4.2. Early Vedic flora terms

When the Hittites settled in Anatolia, they found an advanced civilization and adopted numerous lexical and grammatical elements from it. By contrast: "It was different with the Indo-Aryan tribes arriving in India: with the Harappan civilization probably already in decline, they could very well preserve the full range of their traditions including their remarkably archaic language. The influence of non-Indo-European languages is just beginning to be visible (e.g. the retroflex series). The Aryan ideology of 'hospitality' and 'truth' is very vivid, as in Ancient Iran". (Zimmer 1990/1:151)

The same conservation of IE heritage seems to be in evidence in their vocabulary. As we saw, Austro-Asiatic is plausibly argued to have contributed many words to IA, yet only little in the semantic range where substratum influence is usually the largest, viz. indigenous flora. In that field, the early Vedic vocabulary has been screened for linguistic origins by Jean Haudry (2000:148), who argues that the foreign origin of IA is indicated not just by non-IE etymologies but also by artificial IA coinages based on IE vocabulary. Admittedly, a few are simply IE:

* bhûrja, birch;

* parkatî, ficus infectoria, cfr. Latin quercus, "oak";

* dâru, "wood", cfr. Gk. doru, Eng. tree;

* pitu-dâru, a type of pine, cfr. Lat. pituita, a type of pine.
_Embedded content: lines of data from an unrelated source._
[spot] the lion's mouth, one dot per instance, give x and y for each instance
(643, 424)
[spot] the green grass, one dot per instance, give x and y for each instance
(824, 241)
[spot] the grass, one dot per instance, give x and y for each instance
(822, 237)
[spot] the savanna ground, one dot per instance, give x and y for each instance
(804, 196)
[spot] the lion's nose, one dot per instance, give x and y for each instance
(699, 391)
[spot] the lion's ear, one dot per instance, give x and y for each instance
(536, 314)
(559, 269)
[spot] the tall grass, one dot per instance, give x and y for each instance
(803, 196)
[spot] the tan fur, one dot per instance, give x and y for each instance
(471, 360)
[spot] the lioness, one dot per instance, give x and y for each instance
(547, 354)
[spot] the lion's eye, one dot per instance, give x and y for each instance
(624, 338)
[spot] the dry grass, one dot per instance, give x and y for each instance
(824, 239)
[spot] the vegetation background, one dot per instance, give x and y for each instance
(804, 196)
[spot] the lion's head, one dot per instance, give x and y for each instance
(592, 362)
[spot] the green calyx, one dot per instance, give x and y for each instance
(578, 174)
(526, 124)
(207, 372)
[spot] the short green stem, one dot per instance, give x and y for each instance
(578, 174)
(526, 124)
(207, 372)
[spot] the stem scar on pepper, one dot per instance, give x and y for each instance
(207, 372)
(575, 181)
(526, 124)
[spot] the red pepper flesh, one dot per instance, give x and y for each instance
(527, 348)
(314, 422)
A few (but here, Haudry is apparently not trying for exhaustiveness) are loans:

* shimshapa, dalbergia sisa ("from a West-Asian language");

* pîlu, an unspecified tree ("probable loan from Dravidian").

But all the others are Indian coinages on an IE base:

* nyagroha, ficus indica, "downward-growing";

* ashvattha, ficus religiosa, "horse food" (at least "probably", according to Haudry);

* vikankata, flacourtia sapida, "stinging in all directions";

* shamî, prosopis spicigera, "hornless";

* ashvaghna, nerium odoratum, "horse-slayer";

* târshtâghna, an unidentified tree, "evil-killer";

* spandana, an unidentified tree, "trembler";

* dhava, grislea tomentosa or anogeissus latifolia, "trembler";

* parna, butea frondosa, "feather", hence "leaf" (metonymic);

* svadhiti, an unidentified tree, "hatchet" (metaphoric).
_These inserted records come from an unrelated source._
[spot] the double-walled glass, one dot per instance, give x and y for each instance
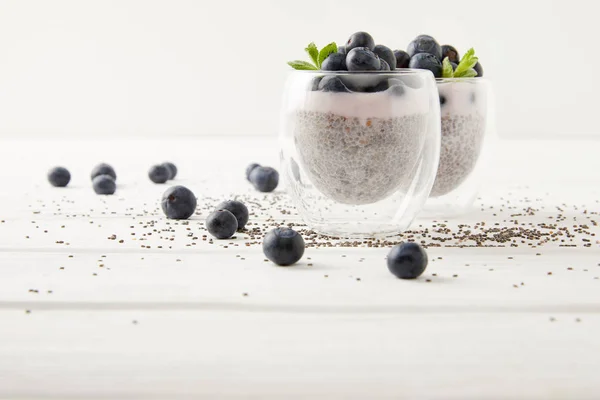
(360, 162)
(467, 125)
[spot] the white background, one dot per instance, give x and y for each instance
(147, 68)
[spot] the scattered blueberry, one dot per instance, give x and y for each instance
(360, 39)
(283, 246)
(386, 54)
(104, 169)
(424, 44)
(427, 61)
(334, 62)
(451, 53)
(384, 65)
(104, 184)
(362, 59)
(264, 179)
(178, 202)
(59, 176)
(159, 173)
(479, 69)
(172, 169)
(407, 260)
(249, 169)
(402, 58)
(238, 209)
(222, 224)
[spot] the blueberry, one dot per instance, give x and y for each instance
(362, 59)
(249, 169)
(238, 209)
(59, 177)
(424, 44)
(264, 179)
(159, 173)
(360, 39)
(172, 169)
(386, 54)
(222, 224)
(178, 202)
(104, 169)
(402, 58)
(451, 53)
(334, 62)
(479, 69)
(333, 84)
(104, 184)
(407, 260)
(427, 61)
(283, 246)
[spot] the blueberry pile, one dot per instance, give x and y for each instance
(264, 179)
(361, 54)
(424, 52)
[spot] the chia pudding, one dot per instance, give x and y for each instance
(359, 147)
(463, 105)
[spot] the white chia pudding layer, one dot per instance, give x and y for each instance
(356, 160)
(463, 111)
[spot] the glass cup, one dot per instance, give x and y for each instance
(360, 151)
(466, 113)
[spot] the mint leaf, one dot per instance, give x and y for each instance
(470, 73)
(313, 52)
(302, 65)
(467, 62)
(325, 52)
(447, 71)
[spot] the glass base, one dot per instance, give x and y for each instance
(357, 230)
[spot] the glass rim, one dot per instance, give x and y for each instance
(459, 80)
(397, 71)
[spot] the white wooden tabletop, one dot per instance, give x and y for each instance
(102, 297)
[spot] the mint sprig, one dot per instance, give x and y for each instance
(447, 71)
(317, 57)
(302, 65)
(313, 52)
(465, 67)
(325, 52)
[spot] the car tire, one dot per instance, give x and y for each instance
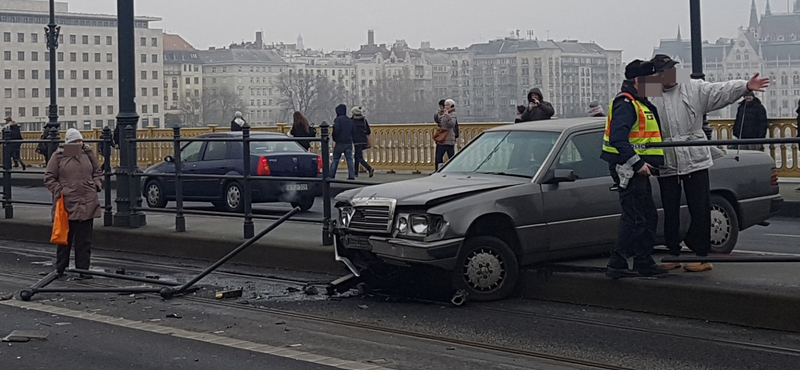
(154, 194)
(305, 203)
(233, 198)
(724, 225)
(486, 269)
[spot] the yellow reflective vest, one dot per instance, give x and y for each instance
(644, 131)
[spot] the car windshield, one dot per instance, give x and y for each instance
(511, 153)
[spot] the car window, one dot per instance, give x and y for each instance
(215, 151)
(581, 154)
(191, 152)
(519, 153)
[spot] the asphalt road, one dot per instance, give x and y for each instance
(628, 339)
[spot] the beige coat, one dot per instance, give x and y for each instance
(79, 179)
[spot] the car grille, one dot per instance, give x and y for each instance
(372, 219)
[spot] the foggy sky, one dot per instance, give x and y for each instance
(634, 26)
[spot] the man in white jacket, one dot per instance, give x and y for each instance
(681, 108)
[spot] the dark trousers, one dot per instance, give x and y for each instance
(637, 226)
(441, 150)
(698, 198)
(80, 237)
(359, 157)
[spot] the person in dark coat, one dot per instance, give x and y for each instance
(360, 132)
(751, 121)
(301, 128)
(14, 149)
(237, 122)
(343, 136)
(538, 109)
(520, 111)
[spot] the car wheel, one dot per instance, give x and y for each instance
(305, 203)
(724, 225)
(234, 197)
(486, 268)
(154, 194)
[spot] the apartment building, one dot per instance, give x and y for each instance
(87, 67)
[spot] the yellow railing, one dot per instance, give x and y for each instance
(410, 147)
It is of course remarkable that they didn't borrow more terms from the natives, as if they had invaded an uninhabited country and had to invent names from scratch. But the main question here is: does "artificial coinage" indicate that the referents of these words were new to the Indo-Aryans? It would seem that, on the contrary, artificial coinage pervades the whole IE vocabulary.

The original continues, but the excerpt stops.